The longest day of the year was June 21 — almost 15 hours of daylight. If we had only 60 minutes of daylight shifted from morning to evening that day, sunrise would be 5:32 am, midday 1, and sunset 8:28 pm.
Instead, our earliest sunrise of the year is 6:17 am, our latest midday is 1:50 pm, and our latest sunset is 9:14 pm.
These later times illustrate that we have about 105 minutes of daylight shifted from morning to evening in Columbus. Compared to Central time, this is about three times further than necessary from the DST “design goal” of 60 minutes.
I have heard mixed feelings about this 45-minute excess of evening daylight compared to “nominal” DST. For example, one of my coworkers says he enjoys the extra time for a longer bike ride after work. But, like poet Robert Louis Stevenson, he notices that it is harder to get his visiting grandchildren to sleep when they “have to go to bed by day.”
I frequently hear those with early morning jobs and appointments lament the difficulty of trying to fall asleep while it is still light out, or of getting up by dark on midsummer mornings, when it is “supposed” to be light out.
Indiana is the narrowest state split into two time zones. The next wider is Idaho — more than twice as wide as Indiana. The entire state of Indiana falls well within the natural boundaries of Central time. All 92 counties were on Central time for more than four decades (1918 through 1961). The sun takes 60 minutes to cross each of the 24 time zones. It takes just under 13 minutes to cross from our eastern to our western border. I.e., Indiana is about one-fourth of a time zone wide.

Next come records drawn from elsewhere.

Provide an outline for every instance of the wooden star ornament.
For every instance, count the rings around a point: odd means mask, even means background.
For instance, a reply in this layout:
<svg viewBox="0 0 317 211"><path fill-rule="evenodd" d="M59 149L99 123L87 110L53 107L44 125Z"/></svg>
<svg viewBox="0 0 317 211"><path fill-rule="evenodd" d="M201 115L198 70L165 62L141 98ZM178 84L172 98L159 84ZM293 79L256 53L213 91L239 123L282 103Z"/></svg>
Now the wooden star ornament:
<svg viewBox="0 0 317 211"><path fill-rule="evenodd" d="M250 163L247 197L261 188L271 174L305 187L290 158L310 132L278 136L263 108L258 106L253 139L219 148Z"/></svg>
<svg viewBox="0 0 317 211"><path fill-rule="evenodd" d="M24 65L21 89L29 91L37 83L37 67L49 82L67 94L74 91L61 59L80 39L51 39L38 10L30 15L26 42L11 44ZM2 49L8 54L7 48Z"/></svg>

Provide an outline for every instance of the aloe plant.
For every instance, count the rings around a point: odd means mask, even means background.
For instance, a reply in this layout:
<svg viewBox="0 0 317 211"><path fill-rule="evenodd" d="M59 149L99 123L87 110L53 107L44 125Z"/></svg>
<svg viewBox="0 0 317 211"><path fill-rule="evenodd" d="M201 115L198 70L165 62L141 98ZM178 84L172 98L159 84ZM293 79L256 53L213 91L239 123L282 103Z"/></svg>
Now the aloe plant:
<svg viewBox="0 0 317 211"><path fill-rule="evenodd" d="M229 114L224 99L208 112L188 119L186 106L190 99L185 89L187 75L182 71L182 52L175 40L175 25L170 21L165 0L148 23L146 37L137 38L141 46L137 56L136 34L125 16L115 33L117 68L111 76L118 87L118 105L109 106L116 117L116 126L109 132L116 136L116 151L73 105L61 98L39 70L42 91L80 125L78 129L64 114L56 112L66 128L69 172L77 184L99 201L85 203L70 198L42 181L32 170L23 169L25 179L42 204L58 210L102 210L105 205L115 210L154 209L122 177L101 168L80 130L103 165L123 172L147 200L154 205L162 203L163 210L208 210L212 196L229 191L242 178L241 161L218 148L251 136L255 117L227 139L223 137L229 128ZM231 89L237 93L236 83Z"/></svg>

By contrast, Alaska is about 18 times wider than Indiana. It takes about 228 minutes for the sun to get from one side to the other. It is wide enough to be in three or four different time zones and yet it is virtually all on one time zone. Indiana is so narrow it makes me wonder what the feds were thinking when they ever carved us into two time zones in the first place.
The predominant reason Gov. Mitch Daniels gave for pushing Indiana back onto DST was the economic benefit and increased efficiency for business of changing time with the rest of the country. It only stands to reason that putting the whole state back on a single time again would be even less confusing, and therefore even more beneficial for Hoosier businesses.
In their 2006 ruling on Indiana’s time zone, the DOT wrote that their decision was meant to allow communities to fully assess the impact of DST observance. They also reminded governmental representatives that they are free to petition at any time for further changes to the time zone boundary.
Now that we have had a chance to assess the impact of DST on our daily lives, I see much to be gained, and little to be lost, in urging our governor and state legislators to ask the DOT to put the whole state back on Central time again.